Historical Cluster Usage Data#
HPE Machine Learning Development Environment provides insights into the usage of your cluster, measured in compute hours allocated. Note that this is based on allocation, not resource utilization. For example, if a user has 1 GPU allocated but uses only 20% of it, we still report one slot-hour.
Warning
The total used compute hours reported by HPE Machine Learning Development Environment may be less than those reported by the cloud provider. This discrepancy occurs because we do not include idle time (e.g., waiting for a GPU to become active or when a GPU is not scheduled with any jobs).
Warning
Data is aggregated by HPE Machine Learning Development Environment metadata (e.g., label, user) nightly. Therefore, any data visualized on the WebUI or downloaded via the endpoint reflects the state as of the previous night. Changes to the metadata of a previously run experiment (e.g., labels) will be updated after the next nightly aggregation.
Note
When using the export to CSV functionality, slot_hours
reflects only the slot hours used
during the export time window. This means that allocations overlapping the export window have
their slot-hours calculated only for the time within the window.
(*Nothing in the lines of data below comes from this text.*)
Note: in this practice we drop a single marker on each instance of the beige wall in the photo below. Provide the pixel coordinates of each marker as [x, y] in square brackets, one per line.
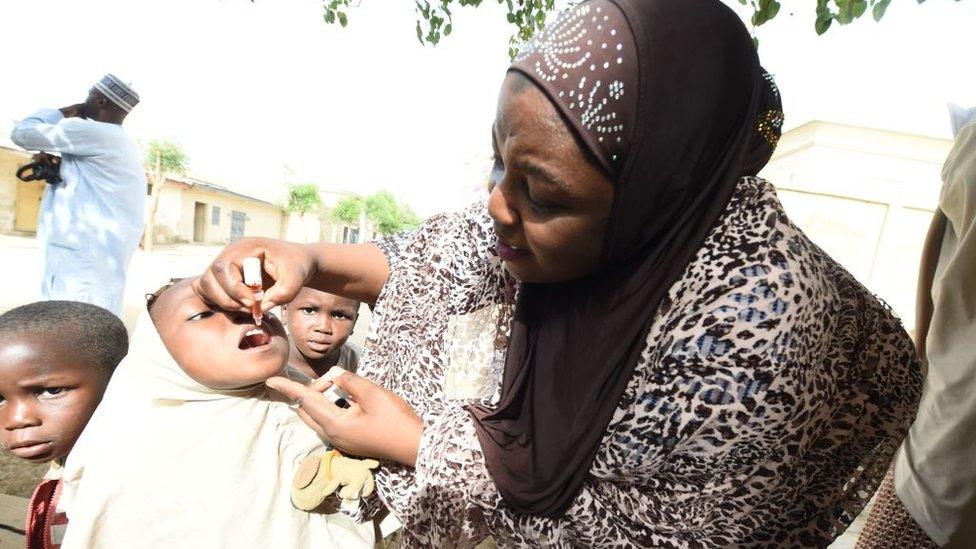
[866, 197]
[177, 207]
[10, 161]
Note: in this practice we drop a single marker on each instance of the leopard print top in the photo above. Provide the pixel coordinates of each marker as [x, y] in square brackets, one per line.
[772, 393]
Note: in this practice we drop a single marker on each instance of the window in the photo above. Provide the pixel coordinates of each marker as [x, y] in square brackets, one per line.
[237, 220]
[350, 236]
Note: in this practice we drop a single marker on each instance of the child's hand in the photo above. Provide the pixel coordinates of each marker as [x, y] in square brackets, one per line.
[378, 423]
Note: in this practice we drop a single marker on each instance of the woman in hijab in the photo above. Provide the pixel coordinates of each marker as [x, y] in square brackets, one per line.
[629, 344]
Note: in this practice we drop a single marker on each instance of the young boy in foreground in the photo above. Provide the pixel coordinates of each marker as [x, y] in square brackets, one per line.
[56, 358]
[189, 449]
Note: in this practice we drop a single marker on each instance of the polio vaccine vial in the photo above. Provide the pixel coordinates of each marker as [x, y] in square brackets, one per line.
[252, 279]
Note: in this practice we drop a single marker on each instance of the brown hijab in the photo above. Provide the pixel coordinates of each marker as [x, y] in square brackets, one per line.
[668, 96]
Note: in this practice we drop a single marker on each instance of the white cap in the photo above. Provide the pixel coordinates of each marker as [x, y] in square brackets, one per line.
[252, 271]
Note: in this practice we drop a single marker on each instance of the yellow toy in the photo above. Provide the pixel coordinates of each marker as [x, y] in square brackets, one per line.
[318, 477]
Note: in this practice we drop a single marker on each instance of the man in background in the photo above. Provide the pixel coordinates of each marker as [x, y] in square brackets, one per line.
[91, 222]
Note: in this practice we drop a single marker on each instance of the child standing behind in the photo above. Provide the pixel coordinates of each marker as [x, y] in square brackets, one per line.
[319, 325]
[56, 358]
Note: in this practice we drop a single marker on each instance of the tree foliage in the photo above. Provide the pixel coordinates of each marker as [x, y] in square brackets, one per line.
[435, 17]
[303, 199]
[381, 208]
[172, 157]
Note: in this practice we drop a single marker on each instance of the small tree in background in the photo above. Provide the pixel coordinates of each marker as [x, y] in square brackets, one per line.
[162, 156]
[435, 17]
[388, 215]
[303, 200]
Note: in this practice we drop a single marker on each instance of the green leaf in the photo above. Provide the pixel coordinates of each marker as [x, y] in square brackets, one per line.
[849, 10]
[303, 199]
[767, 10]
[879, 9]
[823, 23]
[824, 17]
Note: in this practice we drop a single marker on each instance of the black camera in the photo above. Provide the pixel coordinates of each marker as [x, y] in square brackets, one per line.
[48, 169]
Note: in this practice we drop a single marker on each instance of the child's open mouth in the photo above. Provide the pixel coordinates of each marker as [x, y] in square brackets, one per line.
[254, 337]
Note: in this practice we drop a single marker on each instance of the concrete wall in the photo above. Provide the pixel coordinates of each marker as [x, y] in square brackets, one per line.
[866, 197]
[10, 161]
[261, 220]
[177, 209]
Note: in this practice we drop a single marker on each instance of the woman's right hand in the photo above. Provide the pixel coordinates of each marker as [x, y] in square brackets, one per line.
[287, 268]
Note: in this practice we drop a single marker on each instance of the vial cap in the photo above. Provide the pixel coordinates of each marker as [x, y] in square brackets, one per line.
[252, 271]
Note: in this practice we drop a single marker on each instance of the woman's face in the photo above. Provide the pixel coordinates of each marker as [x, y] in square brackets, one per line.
[549, 201]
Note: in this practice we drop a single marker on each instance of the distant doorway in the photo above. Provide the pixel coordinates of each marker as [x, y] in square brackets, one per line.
[199, 221]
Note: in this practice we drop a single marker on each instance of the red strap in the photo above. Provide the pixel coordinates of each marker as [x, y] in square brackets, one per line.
[38, 511]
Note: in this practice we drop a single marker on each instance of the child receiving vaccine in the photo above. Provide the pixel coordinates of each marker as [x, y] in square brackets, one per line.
[190, 450]
[56, 358]
[319, 325]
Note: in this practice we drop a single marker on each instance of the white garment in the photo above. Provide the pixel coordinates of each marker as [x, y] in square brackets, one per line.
[935, 469]
[167, 462]
[90, 223]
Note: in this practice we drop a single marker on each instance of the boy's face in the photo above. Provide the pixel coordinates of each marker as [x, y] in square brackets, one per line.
[220, 349]
[319, 323]
[48, 393]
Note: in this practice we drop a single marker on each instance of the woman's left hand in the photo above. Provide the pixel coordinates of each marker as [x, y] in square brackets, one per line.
[377, 424]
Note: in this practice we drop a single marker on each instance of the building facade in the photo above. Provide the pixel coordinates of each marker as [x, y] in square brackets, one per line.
[866, 196]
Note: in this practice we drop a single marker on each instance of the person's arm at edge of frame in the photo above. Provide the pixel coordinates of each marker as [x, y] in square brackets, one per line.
[926, 277]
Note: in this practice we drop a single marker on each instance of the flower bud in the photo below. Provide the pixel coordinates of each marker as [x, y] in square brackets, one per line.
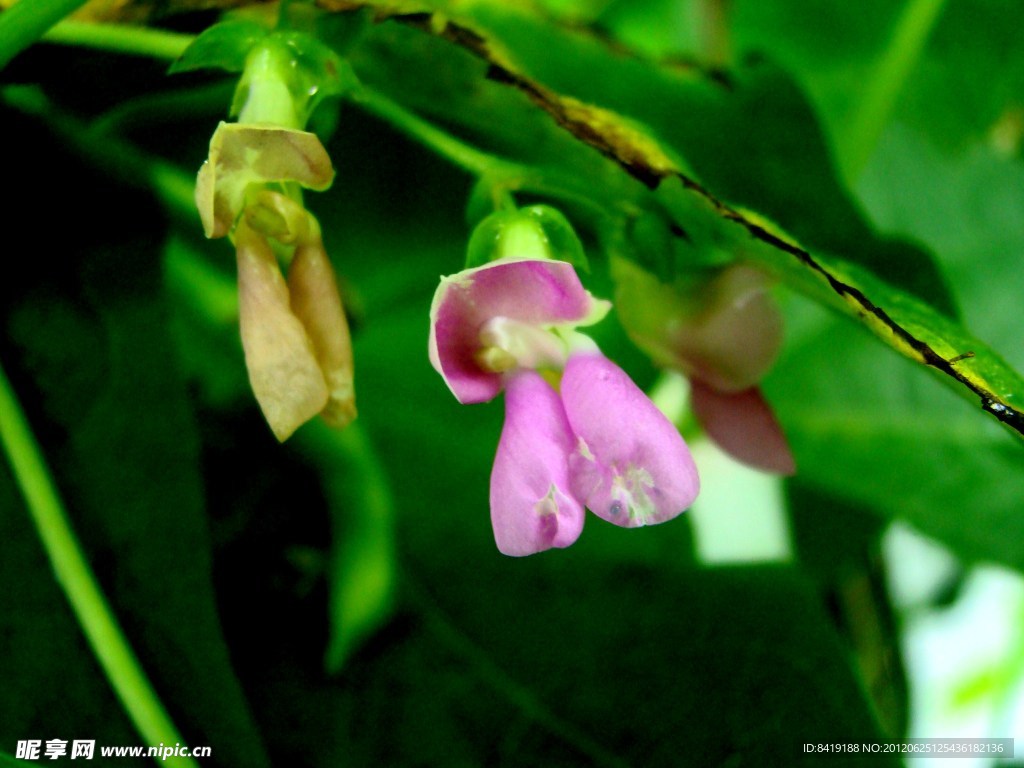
[283, 368]
[315, 301]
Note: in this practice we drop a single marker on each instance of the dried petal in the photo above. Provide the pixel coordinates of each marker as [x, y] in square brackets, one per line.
[316, 303]
[531, 506]
[631, 465]
[283, 369]
[743, 425]
[244, 154]
[529, 291]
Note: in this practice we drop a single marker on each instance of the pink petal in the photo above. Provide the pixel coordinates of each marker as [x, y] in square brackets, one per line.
[743, 425]
[631, 466]
[728, 334]
[316, 303]
[283, 369]
[532, 291]
[531, 507]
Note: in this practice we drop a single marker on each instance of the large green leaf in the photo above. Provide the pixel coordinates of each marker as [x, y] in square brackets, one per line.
[91, 357]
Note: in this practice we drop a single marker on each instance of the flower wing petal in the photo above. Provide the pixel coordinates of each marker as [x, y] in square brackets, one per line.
[531, 291]
[283, 369]
[743, 425]
[531, 505]
[631, 465]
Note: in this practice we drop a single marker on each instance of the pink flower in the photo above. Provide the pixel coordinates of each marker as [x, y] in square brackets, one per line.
[532, 507]
[598, 442]
[724, 335]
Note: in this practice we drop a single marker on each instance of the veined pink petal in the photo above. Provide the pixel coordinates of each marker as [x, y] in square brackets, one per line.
[531, 505]
[531, 291]
[631, 465]
[743, 425]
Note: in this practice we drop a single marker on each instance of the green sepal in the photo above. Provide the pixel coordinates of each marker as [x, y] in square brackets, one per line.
[223, 46]
[535, 232]
[318, 72]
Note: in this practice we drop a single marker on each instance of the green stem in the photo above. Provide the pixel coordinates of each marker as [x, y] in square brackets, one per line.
[138, 41]
[76, 579]
[886, 82]
[24, 23]
[464, 156]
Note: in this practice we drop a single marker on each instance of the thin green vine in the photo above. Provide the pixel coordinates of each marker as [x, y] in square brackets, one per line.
[78, 582]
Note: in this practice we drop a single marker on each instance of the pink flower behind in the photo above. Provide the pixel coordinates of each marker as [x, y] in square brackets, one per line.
[536, 293]
[743, 425]
[631, 466]
[531, 504]
[599, 443]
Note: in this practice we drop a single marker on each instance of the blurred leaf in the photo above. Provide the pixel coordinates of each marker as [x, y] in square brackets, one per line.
[832, 536]
[223, 46]
[91, 357]
[907, 325]
[869, 428]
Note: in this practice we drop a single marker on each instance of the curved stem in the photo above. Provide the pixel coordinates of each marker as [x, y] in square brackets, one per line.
[886, 82]
[138, 41]
[77, 580]
[413, 125]
[23, 24]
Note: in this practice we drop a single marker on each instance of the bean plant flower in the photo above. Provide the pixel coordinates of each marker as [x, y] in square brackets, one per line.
[724, 334]
[294, 332]
[578, 432]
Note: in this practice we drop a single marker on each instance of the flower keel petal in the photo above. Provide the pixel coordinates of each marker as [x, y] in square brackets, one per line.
[529, 291]
[531, 506]
[631, 465]
[743, 425]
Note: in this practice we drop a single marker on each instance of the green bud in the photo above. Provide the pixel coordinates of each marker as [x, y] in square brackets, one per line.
[534, 232]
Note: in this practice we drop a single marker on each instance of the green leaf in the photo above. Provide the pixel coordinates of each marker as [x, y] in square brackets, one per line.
[90, 354]
[223, 46]
[871, 429]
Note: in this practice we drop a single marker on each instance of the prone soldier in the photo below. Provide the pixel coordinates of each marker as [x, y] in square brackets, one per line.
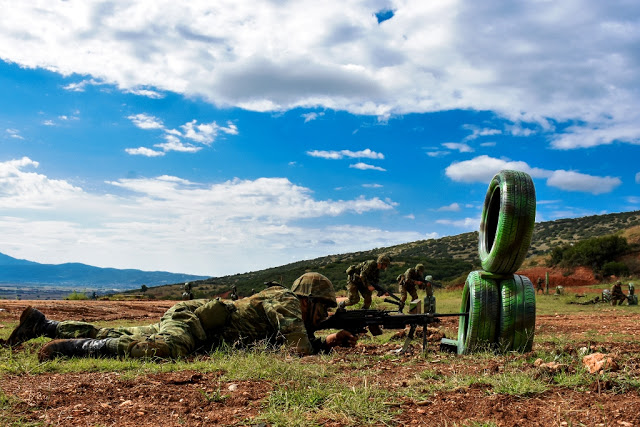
[277, 314]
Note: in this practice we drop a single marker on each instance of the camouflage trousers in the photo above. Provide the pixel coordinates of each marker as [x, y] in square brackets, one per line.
[181, 330]
[355, 288]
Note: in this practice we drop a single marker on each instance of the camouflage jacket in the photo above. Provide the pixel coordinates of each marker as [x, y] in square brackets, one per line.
[411, 276]
[366, 272]
[273, 315]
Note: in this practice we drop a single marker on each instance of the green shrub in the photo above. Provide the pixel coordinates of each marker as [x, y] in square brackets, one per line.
[614, 268]
[76, 296]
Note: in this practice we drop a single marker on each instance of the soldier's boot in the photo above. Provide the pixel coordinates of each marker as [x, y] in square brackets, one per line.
[32, 324]
[76, 347]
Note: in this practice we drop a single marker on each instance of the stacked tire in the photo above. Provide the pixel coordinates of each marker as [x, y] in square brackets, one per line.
[501, 305]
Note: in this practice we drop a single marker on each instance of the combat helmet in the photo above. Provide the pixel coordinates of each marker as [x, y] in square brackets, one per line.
[384, 259]
[317, 286]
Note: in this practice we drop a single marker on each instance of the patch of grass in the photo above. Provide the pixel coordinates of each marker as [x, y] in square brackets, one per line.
[517, 384]
[308, 403]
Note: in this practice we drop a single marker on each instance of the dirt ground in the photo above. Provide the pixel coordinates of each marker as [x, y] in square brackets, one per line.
[176, 398]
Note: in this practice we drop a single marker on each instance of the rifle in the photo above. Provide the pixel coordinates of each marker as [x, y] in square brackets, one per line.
[358, 321]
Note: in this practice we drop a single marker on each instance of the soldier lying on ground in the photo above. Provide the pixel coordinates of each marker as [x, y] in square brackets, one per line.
[278, 315]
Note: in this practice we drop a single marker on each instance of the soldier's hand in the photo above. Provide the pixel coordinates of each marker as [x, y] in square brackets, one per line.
[342, 339]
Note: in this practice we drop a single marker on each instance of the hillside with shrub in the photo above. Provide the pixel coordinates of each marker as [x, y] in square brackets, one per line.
[450, 258]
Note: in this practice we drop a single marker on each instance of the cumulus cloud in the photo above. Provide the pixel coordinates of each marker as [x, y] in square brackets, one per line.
[465, 223]
[456, 146]
[453, 207]
[311, 116]
[365, 166]
[203, 228]
[335, 155]
[483, 168]
[575, 181]
[144, 151]
[426, 56]
[14, 133]
[199, 133]
[145, 121]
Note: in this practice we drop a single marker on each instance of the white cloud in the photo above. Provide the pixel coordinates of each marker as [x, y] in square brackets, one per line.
[483, 168]
[204, 133]
[463, 148]
[172, 224]
[365, 166]
[430, 56]
[81, 85]
[465, 223]
[143, 151]
[634, 200]
[437, 153]
[477, 132]
[311, 116]
[147, 93]
[575, 181]
[145, 121]
[453, 207]
[14, 133]
[335, 155]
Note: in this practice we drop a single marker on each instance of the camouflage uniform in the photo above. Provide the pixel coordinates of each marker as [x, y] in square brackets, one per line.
[273, 315]
[411, 276]
[359, 277]
[617, 296]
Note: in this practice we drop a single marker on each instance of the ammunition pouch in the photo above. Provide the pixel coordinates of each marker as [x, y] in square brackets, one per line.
[214, 314]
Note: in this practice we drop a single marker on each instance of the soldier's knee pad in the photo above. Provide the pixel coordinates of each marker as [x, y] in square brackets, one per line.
[144, 349]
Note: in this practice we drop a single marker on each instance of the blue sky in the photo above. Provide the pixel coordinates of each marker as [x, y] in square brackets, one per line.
[223, 137]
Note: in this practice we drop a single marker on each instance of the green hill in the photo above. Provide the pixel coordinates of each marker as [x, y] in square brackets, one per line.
[447, 259]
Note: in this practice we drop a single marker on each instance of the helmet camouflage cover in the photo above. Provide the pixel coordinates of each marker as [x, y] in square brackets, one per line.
[317, 286]
[384, 259]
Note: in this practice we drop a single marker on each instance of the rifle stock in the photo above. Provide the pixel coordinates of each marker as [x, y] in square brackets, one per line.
[357, 321]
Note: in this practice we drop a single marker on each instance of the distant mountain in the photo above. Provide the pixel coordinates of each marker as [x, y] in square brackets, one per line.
[28, 273]
[448, 259]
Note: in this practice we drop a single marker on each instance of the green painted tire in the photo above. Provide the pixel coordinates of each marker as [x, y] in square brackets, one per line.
[506, 225]
[517, 320]
[480, 298]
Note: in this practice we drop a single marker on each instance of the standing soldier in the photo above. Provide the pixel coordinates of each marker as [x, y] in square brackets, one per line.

As a result, allocations not
starting and ending within the export window may appear to have incorrect slot-hours when
calculated manually from their start and end times.
WebUI Visualization#
WebUI visualizations provide a quick snapshot of the historical cluster usage:
Command-line Interface#
Alternatively, you can use the CLI or the API endpoints to download resource allocation data for analysis:
det resources raw <start time> <end time>
: Get raw allocation information. Times are in the format yyyy-mm-ddThh:mm:ssZ.det resources aggregated <start date> <end date>
: Get aggregated allocation information. Dates are in the format yyyy-mm-dd.